How to Insure Against a Bad Hire

A woman interviewer sits with a folder across from the job candidate

Behavior-based interviewing training experts do not want all of your interviews to go well.

Just think about it.  Most interviews go pretty well. Job candidates are on their very best behavior and often seem to have the perfect answers to your standard interview questions. But can you be sure they will perform as well on the job as they did in the interview?

You had better be sure. A recent study from CareerBuilder highlights the negative impact of a bad hire. The cost in dollars can be more than $50,000 according to 27% of U.S. employers. Perhaps even more costly is the loss of productivity, the decrease in employee morale and the increase in problems with client relations.

Here are some of the statistics around what can happen when you make a bad hiring decision:

  • Over a third of U.S. employers report a serious loss of productivity. It takes time to ramp new employees up to speed. When they don’t work out, there is time wasted in recruiting and training another worker. 

  • 32% of U.S. companies report that bad hires negatively affect employee morale. How? Substandard workers drag down team targets and, while they are tolerated, hardworking employees are discouraged from extra effort and feel unappreciated.

  • Nearly one-fifth of U.S. employers surveyed also spoke of the impact on client relations and sales. When customer-facing employees do not represent your company well, clients are apt to back off and look to the competition for better treatment.

The solution?  Better interviewing approaches. It takes a proven behavior based interviewing training program to teach your hiring managers and interviewer teams how to dig beneath the surface of a savvy job candidate’s replies in order to get a true picture of their values, their work ethic, their strengths, and their culture fit. Their technical skills should be easily checked by reviewing their resumes, making some calls and running them through some scenarios. But what is equally important is learning about their attitude and true behavior on past jobs. This needs to be your focus.  And only proven behavior-based interviewing techniques combined with role-plays can give you that critical predictive insight.

To have better interviews, make sure that you:

  1. Define the Job.
    Define a clear and relevant job profile with all key stakeholders that includes the metrics for success along with the critical few motivational, interpersonal and intellectual behavior-based competencies necessary to succeed.

  2. Select an Interview Team.
    For most jobs, an interview team of four people is enough to adequately cover the assigned behavior-based competency probes.  Use a larger team if it makes sense culturally to get input and buy-in from a larger audience.

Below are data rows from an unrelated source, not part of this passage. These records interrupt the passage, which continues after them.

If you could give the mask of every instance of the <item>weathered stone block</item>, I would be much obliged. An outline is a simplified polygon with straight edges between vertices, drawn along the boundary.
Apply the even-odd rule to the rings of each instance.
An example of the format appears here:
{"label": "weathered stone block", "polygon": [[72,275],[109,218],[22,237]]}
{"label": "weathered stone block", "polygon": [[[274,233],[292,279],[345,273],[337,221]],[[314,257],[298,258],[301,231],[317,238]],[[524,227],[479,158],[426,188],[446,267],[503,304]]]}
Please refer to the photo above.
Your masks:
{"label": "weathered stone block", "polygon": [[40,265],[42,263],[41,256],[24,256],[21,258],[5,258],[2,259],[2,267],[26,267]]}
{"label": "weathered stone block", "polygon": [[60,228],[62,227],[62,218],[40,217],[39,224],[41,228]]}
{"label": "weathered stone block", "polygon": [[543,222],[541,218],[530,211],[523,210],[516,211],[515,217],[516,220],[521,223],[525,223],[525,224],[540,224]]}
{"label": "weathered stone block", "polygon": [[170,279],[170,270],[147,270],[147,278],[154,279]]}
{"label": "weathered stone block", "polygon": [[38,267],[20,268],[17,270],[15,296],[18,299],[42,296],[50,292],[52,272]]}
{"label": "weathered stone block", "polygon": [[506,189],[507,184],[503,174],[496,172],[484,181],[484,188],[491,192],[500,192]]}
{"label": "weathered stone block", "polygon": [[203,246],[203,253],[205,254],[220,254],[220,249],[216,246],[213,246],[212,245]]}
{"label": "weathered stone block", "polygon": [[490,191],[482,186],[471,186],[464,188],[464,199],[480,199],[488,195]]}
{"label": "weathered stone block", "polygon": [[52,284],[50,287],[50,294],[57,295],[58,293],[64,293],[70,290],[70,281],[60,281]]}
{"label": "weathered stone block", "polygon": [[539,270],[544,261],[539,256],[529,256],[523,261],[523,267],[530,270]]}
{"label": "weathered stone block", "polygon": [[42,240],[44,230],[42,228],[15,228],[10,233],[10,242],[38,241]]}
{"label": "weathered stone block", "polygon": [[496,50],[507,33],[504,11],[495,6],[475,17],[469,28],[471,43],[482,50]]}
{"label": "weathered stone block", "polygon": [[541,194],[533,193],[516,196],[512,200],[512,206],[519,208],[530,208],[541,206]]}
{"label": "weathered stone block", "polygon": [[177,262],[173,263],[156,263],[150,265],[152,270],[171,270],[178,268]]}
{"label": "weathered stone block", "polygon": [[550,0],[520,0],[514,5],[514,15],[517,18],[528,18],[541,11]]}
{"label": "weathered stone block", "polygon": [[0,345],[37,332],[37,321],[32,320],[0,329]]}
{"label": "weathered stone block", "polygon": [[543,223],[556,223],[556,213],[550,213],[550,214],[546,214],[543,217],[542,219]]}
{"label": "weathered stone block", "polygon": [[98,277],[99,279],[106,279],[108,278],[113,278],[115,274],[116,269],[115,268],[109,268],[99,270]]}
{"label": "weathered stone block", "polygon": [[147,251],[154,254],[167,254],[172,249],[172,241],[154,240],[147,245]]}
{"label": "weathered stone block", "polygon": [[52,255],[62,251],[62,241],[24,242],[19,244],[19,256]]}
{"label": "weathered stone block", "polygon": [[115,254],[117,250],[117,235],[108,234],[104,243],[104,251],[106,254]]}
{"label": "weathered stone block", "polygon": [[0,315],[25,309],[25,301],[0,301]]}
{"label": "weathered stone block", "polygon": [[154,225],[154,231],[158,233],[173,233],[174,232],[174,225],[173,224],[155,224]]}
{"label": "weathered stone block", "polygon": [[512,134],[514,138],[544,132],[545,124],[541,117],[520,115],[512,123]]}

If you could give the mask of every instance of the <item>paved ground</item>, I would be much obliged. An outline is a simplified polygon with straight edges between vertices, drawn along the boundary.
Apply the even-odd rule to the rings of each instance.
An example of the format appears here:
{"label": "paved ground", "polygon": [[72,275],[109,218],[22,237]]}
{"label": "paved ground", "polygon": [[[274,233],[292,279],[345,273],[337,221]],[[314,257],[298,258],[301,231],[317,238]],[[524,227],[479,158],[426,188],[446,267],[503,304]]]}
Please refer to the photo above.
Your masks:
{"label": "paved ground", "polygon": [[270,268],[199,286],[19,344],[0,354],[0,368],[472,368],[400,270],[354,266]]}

  3. Pre-Screen Interview Candidates.
    Review resumes, perform phone screens and use customized hiring assessments to ensure that only qualified candidates are interviewed by the team.

  4. Use Behavior-Based Interviewing Techniques.
    Use what you learned in behavior-based interviewing training to better predict future on-the-job performance and behavior by looking for past and present evidence that they are a good match for your specific job profile and organizational culture.